Game Theoretic Rating in N-player general-sum games with Equilibria
Luke Marris, Marc Lanctot, Ian Gemp, Shayegan Omidshafiei, Stephen, McAleer, Jerome Connor, Karl Tuyls, Thore Graepel

TL;DR
This paper introduces new algorithms for rating strategies in N-player, general-sum games using game theoretic solutions, enabling more accurate evaluation of strategies in complex multiagent interactions.
Contribution
It generalizes existing rating methods to N-player, general-sum games and proposes algorithms that leverage equilibria for strategy evaluation.
Findings
Validated on real-world data (Premier League)

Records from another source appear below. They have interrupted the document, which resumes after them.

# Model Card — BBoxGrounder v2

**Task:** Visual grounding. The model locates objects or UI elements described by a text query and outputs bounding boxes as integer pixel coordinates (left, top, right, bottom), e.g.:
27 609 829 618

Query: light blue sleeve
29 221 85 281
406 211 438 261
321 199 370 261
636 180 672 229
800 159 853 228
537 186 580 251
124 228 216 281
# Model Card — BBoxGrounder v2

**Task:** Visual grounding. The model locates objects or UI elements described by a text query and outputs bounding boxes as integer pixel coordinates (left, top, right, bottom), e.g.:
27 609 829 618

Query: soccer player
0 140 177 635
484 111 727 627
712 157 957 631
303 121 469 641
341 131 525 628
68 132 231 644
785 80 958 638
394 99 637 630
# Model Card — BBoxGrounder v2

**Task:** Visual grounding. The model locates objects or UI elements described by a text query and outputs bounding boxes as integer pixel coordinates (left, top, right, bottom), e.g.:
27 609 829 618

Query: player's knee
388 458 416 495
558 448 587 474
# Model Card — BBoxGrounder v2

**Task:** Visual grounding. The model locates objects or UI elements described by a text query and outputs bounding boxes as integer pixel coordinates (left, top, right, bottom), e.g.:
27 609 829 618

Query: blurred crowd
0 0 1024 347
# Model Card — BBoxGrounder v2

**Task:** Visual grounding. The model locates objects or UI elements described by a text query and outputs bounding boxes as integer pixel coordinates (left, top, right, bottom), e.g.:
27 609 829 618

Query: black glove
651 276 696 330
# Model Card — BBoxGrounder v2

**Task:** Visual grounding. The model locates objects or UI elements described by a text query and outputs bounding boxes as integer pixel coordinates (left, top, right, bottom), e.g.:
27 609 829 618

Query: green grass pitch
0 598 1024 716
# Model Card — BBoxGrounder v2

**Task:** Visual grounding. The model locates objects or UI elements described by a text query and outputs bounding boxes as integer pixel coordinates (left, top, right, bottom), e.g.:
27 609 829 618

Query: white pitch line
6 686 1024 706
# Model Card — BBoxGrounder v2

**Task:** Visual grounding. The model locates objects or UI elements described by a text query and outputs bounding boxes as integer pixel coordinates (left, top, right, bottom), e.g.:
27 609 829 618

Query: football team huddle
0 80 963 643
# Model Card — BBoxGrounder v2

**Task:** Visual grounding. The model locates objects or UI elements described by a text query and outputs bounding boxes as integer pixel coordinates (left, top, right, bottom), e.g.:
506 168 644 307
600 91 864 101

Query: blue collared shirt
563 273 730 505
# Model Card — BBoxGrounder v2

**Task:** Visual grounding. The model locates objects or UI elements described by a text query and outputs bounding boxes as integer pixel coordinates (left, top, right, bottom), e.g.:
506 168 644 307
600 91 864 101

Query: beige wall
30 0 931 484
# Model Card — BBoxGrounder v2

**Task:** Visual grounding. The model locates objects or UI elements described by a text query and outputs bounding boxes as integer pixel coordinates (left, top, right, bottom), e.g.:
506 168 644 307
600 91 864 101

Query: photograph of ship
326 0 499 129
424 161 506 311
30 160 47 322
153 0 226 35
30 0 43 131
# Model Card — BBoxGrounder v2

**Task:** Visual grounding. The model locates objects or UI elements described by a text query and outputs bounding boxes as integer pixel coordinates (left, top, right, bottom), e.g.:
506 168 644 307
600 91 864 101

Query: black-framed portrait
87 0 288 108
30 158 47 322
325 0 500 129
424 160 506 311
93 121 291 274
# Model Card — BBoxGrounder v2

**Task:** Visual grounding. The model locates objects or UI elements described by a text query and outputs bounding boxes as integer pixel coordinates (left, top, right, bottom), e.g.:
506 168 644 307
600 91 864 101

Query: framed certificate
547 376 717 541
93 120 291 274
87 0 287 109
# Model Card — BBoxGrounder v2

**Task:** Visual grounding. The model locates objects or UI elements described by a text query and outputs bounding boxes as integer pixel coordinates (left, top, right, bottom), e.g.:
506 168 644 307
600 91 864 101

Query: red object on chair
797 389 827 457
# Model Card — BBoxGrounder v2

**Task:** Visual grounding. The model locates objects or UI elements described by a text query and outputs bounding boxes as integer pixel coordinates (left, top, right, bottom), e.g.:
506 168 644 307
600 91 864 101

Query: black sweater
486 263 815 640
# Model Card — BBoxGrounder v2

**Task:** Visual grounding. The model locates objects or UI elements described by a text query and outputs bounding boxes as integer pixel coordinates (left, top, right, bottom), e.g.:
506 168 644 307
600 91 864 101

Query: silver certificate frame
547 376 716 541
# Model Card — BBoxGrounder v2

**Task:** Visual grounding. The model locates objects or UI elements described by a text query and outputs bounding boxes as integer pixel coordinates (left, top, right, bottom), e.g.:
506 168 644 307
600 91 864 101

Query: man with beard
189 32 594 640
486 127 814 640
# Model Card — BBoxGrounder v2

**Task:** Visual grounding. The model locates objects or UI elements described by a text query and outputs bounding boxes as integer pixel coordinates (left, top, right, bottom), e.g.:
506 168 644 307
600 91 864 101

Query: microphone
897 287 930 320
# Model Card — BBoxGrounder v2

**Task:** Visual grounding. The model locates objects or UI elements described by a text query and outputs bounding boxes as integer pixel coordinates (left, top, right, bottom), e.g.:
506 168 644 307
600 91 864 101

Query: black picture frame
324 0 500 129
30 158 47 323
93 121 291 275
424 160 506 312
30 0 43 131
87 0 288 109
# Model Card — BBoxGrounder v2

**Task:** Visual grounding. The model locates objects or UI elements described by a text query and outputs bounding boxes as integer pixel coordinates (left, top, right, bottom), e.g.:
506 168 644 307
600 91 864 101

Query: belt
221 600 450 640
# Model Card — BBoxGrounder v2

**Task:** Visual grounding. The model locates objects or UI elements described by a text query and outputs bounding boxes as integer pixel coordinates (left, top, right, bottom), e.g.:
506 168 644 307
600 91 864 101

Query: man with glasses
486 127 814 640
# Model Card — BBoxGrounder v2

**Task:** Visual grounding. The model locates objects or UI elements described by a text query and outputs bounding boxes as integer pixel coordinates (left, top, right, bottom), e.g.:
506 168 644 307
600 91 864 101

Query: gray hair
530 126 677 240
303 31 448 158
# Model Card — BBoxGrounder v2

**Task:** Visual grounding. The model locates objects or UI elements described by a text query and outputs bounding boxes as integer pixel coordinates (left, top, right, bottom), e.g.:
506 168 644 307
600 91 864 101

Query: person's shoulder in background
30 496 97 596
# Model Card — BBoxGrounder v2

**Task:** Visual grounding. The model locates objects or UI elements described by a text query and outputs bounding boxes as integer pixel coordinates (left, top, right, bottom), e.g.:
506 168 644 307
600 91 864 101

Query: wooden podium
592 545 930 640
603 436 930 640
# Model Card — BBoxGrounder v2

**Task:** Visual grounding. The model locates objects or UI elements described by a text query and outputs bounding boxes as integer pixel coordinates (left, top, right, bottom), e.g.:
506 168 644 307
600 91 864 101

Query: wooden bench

Effective in multiagent reinforcement learning scenarios
Improves strategy rating accuracy in complex games
Abstract
Rating strategies in a game is an important area of research in game theory and artificial intelligence, and can be applied to any real-world competitive or cooperative setting. Traditionally, only transitive dependencies between strategies have been used to rate strategies (e.g. Elo), however recent work has expanded ratings to utilize game theoretic solutions to better rate strategies in non-transitive games. This work generalizes these ideas and proposes novel algorithms suitable for N-player, general-sum rating of strategies in normal-form games according to the payoff rating system. This enables well-established solution concepts, such as equilibria, to be leveraged to efficiently rate strategies in games with complex strategic interactions, which arise in multiagent training and real-world interactions between many agents. We empirically validate our methods on real world…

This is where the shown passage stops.